La fermentación alcohólica es cosa de tres. El sustrato a fermentar, el agente fermentante y el cooperador que los pone en contacto. Si nos referimos a la fermentación en enología,  hay una corriente impetuosa que aboga por la primacía del sustrato, ignora el agente y desprecia, e incluso niega, el cooperador. Nada más lejos de la realidad.

La viña, quién puede dudarlo, es el escenario en el que se representa el drama que forjará la personalidad del vino futuro.

La viña es tierra, una fase mineral con una ingente presencia de compuestos orgánicos y seres vivos, todos ellos actores en el proceso. La viña también es aire, que por etéreo no es menos decisivo en el resultado. Sobre una matriz inerte, igualmente «mineral», hay una enorme cantidad de seres vivos que viven y desarrollan su acción en el medio aéreo. Y es en ese complejo paisaje dual en el que las cepas dan sus frutos como una interpretación del entorno que las envuelve y condiciona. Las cepas, sin embargo, no son un componente original de ese cuadro. «Alguien» las ha introducido, con el propósito de variar el resultado de la fermentación hasta obtener algo específico.

El agente fermentante está presente en la viña desde el inicio, evoluciona al mismo ritmo que las cepas y el resto de vida que palpita, cooperando, colisionando, estructurando una cadena trófica capaz de hacer las delicias del ecólogo más desapasionado. El resultado, al final, es una mezcla de microorganismos fermentadores genuina e irrepetible.

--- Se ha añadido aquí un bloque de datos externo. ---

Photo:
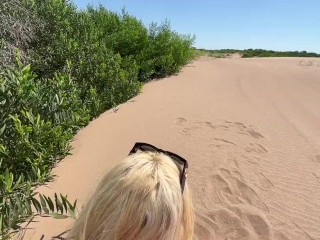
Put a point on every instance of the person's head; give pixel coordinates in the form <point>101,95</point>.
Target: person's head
<point>140,199</point>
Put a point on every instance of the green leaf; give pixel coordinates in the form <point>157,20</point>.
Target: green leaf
<point>37,205</point>
<point>59,205</point>
<point>49,202</point>
<point>64,202</point>
<point>43,204</point>
<point>58,216</point>
<point>2,129</point>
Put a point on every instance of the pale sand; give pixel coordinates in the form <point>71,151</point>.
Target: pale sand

Convertir esa variable en una constante empobrece de alguna manera la ecuación. Pero una cosa es una variable y otra muy distinta es una incógnita. Al igual que nadie labra un campo y espera a que surjan espontáneamente las cepas adecuadas que han de constituir la viña,  no parece atinado creer que las levaduras requeridas sí aparecen por algún sortilegio. Están ahí porque  «alguien»  las ha transportado y la lucha por la existencia ha realizado su selección hasta configurar una microbiota concreta (proceso  que, por otra parte, las viñas no han tenido que hacer).

La función del cooperador, que mueve tierras, planta cepas, incorpora nutrientes y genera, no lo olvidemos, el sustrato a partir de la uva (porque no se convierte espontáneamente en mosto), ejerce también de mensajero transportando todo tipo de microorganismos en cada visita a la viña, una de sus funciones más cruciales y menos reconocida.

Nada más lejos de la espontaneidad que la fermentación vínica. Porque no es la espontaneidad lo que construye la personalidad de un vino, sino la inagotable curiosidad humana que de tanto observar el proceso de transformación acaba convirtiéndolo en una simulación de sí mismo.

No es la espontaneidad lo que construye la personalidad de un vino, sino la inagotable curiosidad humana que de tanto observar el proceso de transformación acaba convirtiéndolo en una simulación de sí mismo.

En ese empeño por descubrir los mínimos detalles de la fermentación, es deber del mensajero, declarado cultivador de ascomicetos, desentrañar la proporción adecuada de levaduras que aportará un punto más de perplejidad que añadir a la de las cepas de orígenes remotos. Esa principalmente ha sido la intención del reciente Congreso de la ACE: proporcionar nuevos retos al enólogo como cooperante y mensajero. Y estimular su curiosidad en descubrir nuevos perfiles al vino.